LinkedIn Introduit une Fonctionnalité de Signalement pour les Publications Générées par IA
Depuis le 31 juillet, LinkedIn permet à chaque membre de signaler une publication qui « semble générée par IA », sans nécessiter de justification, ce qui peut entraîner une réduction de sa portée. Cette nouveauté, intitulée « Seems like AI slop », permet à tout utilisateur de cliquer pour signaler un contenu, sans que l’auteur ne soit informé ni que le contenu soit supprimé. Au lieu de cela, sa diffusion dans les suggestions et au-delà du réseau direct de l’auteur est diminuée, entraînant une baisse des statistiques de visibilité.
La plateforme a choisi de faire confiance à l’évaluation humaine plutôt qu’à un système de détection automatique. Les outils de détection de texte généré peuvent se tromper dans les deux sens, accusant des auteurs authentiques tout en laissant passer des textes modifiés. Ainsi, LinkedIn utilise les signalements des utilisateurs pour former ses propres modèles de détection, permettant à l’algorithme de reconnaître ces contenus à l’avenir.
Une étude du détecteur Pangram, portant sur plus d’un million de publications, révèle qu’environ 40 % des textes LinkedIn de 250 mots et plus semblent générés par IA. Ce chiffre, souvent mal interprété, me la ressemblance avec les productions machines, et non la fraude. Un texte rédigé par un professionnel qui respecte les codes du réseau peut également être classé dans cette catégorie.
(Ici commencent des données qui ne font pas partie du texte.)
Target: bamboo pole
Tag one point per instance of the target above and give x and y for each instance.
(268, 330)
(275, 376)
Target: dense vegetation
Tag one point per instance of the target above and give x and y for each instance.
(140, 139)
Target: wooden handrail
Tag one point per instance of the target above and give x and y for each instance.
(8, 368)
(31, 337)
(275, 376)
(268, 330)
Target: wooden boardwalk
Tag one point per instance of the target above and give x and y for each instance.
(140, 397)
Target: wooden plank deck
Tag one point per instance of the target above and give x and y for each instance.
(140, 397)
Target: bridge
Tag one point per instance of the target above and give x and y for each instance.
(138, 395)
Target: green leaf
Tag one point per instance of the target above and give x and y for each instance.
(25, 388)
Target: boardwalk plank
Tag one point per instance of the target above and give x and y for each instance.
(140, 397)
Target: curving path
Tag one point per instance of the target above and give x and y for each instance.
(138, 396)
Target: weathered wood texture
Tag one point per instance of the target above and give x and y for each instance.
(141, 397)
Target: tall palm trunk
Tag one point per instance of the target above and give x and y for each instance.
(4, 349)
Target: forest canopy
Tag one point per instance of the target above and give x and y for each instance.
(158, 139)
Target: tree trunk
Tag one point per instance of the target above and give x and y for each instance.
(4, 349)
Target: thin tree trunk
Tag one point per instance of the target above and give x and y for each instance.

Cette fonctionnalité crée une sanction sans procédure claire : tout utilisateur, y compris des concurrents, peut signaler un texte, même s’il est authentique. Il n’existe aucun recours ni notification à l’auteur. LinkedIn privilégie ainsi la qualité perçue des contenus au détriment de la sécurité juridique des auteurs, alignant cette démarche avec ses intérêts commerciaux.
Pour les entreprises et les indépendants, la question centrale n’est plus « utilisons-nous l’IA ? » mais « notre contenu est-il distinctif ? ». LinkedIn encourage l’utilisation des outils de rédaction, mais ce qui est pénalisé, c’est la production générique, le texte qui n’a pas été relu et qui manque d’une voix unique.
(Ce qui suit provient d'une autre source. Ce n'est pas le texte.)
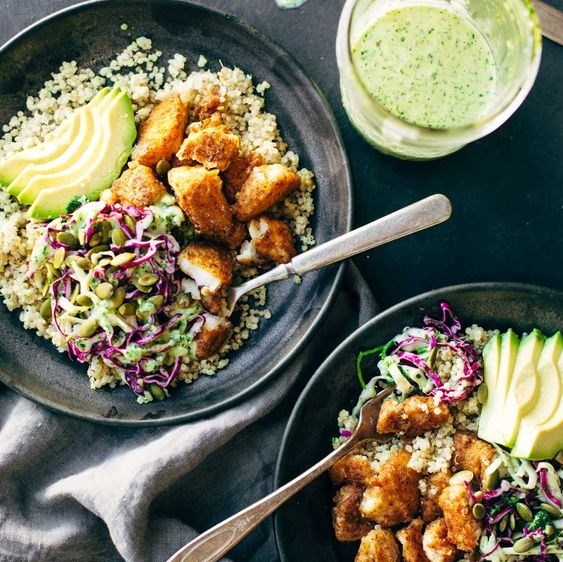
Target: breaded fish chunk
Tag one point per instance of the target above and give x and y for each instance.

Les recommandations pour les utilisateurs incluent l’élimination des marqueurs fréquemment signalés, comme le tiret cadratin, ainsi que l’introduction d’éléments vérifiables tels que des noms, des dates et des chiffres. Adopter une position claire et conserver des imperfections stylistiques, désormais perçues comme des signes d’humanité, sont également conseillés.
Les signalements humains d’aujourd’hui deviendront les filtres automatiques de demain. Les organisations qui privilégient la quantité de contenu au détriment de sa singularité risquent de voir leur portée organique diminuer, tandis que celles qui publient moins mais avec une voix identifiable pourront en bénéficier. Sur LinkedIn, l’écriture générique devient ainsi un handicap, offrant une opportunité pour ceux qui ont un message authentique à partager.